Morphofunctional studies of muscles, heart, liver and kidneys after different periods of compression and decompression, as well as literature data indicate that crush syndrome is one of the most severe forms of traumatic shock. A wide range of pathologic effects of catecholamines and other shock-causing agents in response to the emotional stress and pain occurs already at the compression period and results in hemodynamic disturbances in microcirculation of organs and tissues with the development of dystrophic and necrobiotic processes, depression of the monocytic phagocyte system and immune system. The consequences of shock are mostly manifest after decompression: hypercatecholaminemia, hypovolemia, intoxication with myolysis and pathogenic microflora products result in aggravation of monocytic phagocyte failure, as well as immune system, intravascular coagulation, membrane penetration insufficiency, cell necrosis. Monocytic macrophage depletion favours the progression of hepatic necrobiosis, formation of renal failure and detritus organization in the muscles of the extremities. Hypercatecholaminemia and hypoxia (leading to electrolyte-imbalance contractures of myofibrillar apparatus, metabolism disorder and intracellular conductivity disturbance) from the basis for cardiac insufficiency. Inadequate cardiac function, in its turn, maintains hemodynamic and hypoxic disturbances in tissues. Changes in renal blood flow, hemofiltration and tubular system are shown to reflect different aspects of pathogenesis of the acute renal failure in crush syndrome.

摘要

对不同压缩和减压时间段后的肌肉、心脏、肝脏和肾脏进行的形态功能研究以及文献数据表明,挤压综合征是创伤性休克最严重的形式之一。

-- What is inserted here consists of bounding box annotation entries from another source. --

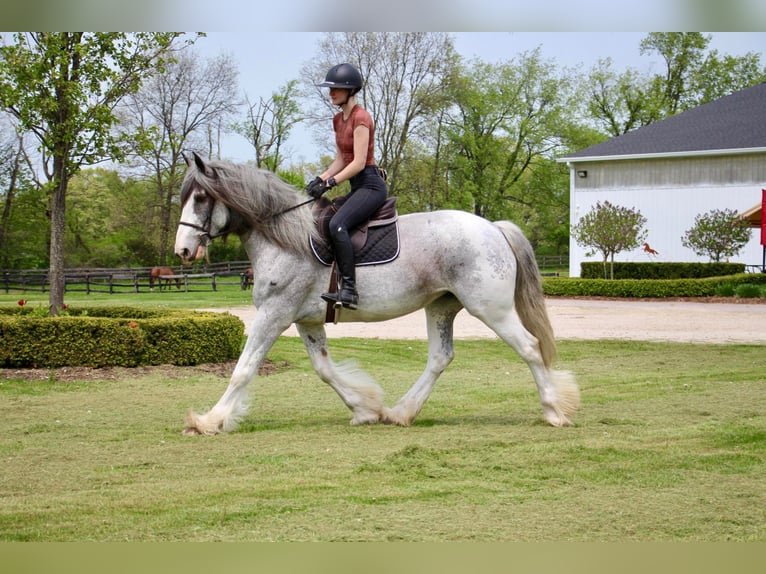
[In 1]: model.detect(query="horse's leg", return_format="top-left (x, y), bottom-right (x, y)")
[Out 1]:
top-left (183, 309), bottom-right (290, 435)
top-left (469, 308), bottom-right (580, 427)
top-left (296, 324), bottom-right (384, 425)
top-left (383, 295), bottom-right (463, 426)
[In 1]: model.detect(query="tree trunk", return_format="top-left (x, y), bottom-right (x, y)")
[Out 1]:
top-left (48, 172), bottom-right (68, 315)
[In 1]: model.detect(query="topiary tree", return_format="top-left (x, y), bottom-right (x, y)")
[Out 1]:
top-left (681, 209), bottom-right (750, 262)
top-left (572, 201), bottom-right (647, 279)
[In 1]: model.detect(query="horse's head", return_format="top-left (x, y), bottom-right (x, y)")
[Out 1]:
top-left (175, 153), bottom-right (230, 264)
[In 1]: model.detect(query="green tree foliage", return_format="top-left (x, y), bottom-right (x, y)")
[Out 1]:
top-left (233, 80), bottom-right (303, 172)
top-left (572, 201), bottom-right (648, 279)
top-left (444, 50), bottom-right (571, 227)
top-left (584, 32), bottom-right (766, 136)
top-left (681, 209), bottom-right (751, 261)
top-left (0, 32), bottom-right (192, 315)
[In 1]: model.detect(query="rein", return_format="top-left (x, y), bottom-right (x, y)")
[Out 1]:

在压缩期,儿茶酚胺和其他导致休克的物质因情绪应激和疼痛产生的广泛病理效应就已出现,导致器官和组织微循环中的血液动力学紊乱,进而发展为营养不良和坏死过程,单核吞噬细胞系统和免疫系统功能受抑制。休克的后果大多在减压后显现:高儿茶酚胺血症、血容量不足、肌溶解和致病性微生物产物中毒导致单核吞噬细胞功能衰竭以及免疫系统功能进一步恶化,引发血管内凝血、膜通透性不足和细胞坏死。单核巨噬细胞耗竭有利于肝脏坏死的进展、肾衰竭的形成以及四肢肌肉的碎屑组织形成。高儿茶酚胺血症和缺氧(导致肌原纤维装置的电解质失衡性挛缩、代谢紊乱和细胞内传导障碍)是心脏功能不全的基础。心脏功能不全反过来又维持组织中的血液动力学和缺氧紊乱。肾血流量、血液滤过和肾小管系统的变化表明可反映挤压综合征急性肾衰竭发病机制的不同方面。